Cooling circuit line (20) from the cooling space (16) out and into this can be conveyed, wherein the cooling medium is used for dissipating heat, which mainly by a stator part of the electric drive, characterized in that having a means for holding the pressure of a cooling medium in the cooling chamber (16) above the pressure of a compressor medium in the compressor chamber (12) during operation of the compressor device (10).

5. Compressor device according to claim 4, wherein the means is designed with a differential pressure measuring device (42) for measuring the differential pressure between the cooling space (16) and the compressor space (12).

6. Compressor device according to claim 4 or 5, wherein the means is designed with a differential pressure regulator (28) for regulating the differential pressure between the cooling space and the compressor chamber having a control piston (30) and a controllable with this control valve.

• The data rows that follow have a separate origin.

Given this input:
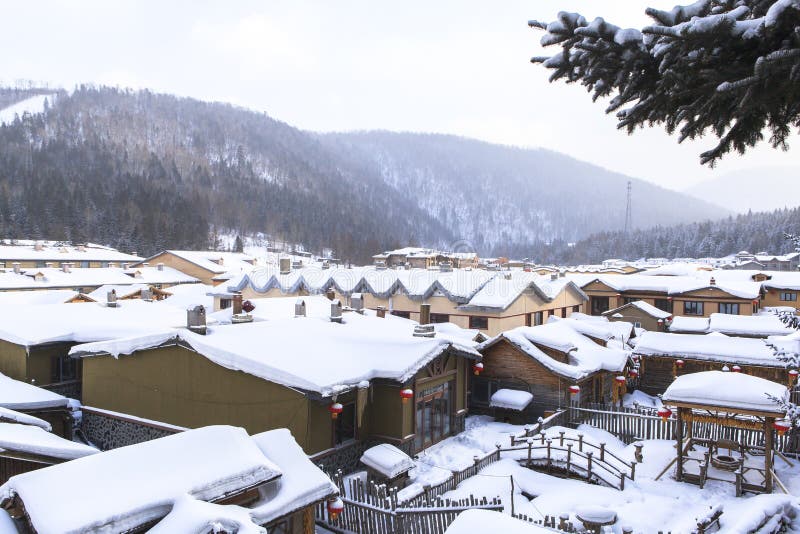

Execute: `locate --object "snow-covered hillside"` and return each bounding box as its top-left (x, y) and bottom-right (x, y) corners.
top-left (0, 93), bottom-right (56, 125)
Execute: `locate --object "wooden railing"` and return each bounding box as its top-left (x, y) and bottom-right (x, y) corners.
top-left (41, 379), bottom-right (81, 400)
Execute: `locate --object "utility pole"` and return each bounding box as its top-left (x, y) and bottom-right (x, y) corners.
top-left (624, 181), bottom-right (633, 234)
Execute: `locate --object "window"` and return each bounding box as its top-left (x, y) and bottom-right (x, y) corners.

7. compressor device according to claim 6, wherein the control piston (30) with the cooling chamber (16) fluidly connected first piston chamber (32) and one with the compressor chamber (12) fluidly connected second piston chamber (34) and on the side of the second Piston chamber (34) is resiliently biased in the direction of the first piston chamber (32).

8. Compressor device according to one of claims 4 to 7, wherein the means with a balancing device (64) for introducing and discharging cooling medium into and out of the cooling chamber (16) is designed to in particular temperature and / or pressure-induced volume changes of Cooling medium in the cold room (16) compensate.

9. compressor device according to claim 8, wherein the balancing device (64) with a pressure generator (54) is designed for Nachfördern cooling medium in the cold room.

10. Compressor device according to claim 8 or 9, wherein the balancing device (64) with a pressure relief (38) for discharging cooling medium from the cooling space (16) is designed.

11. Compressor device according to one of claims 4 to 10, wherein the means is designed with a venting device (38) to remove gas bubbles from the cooling medium.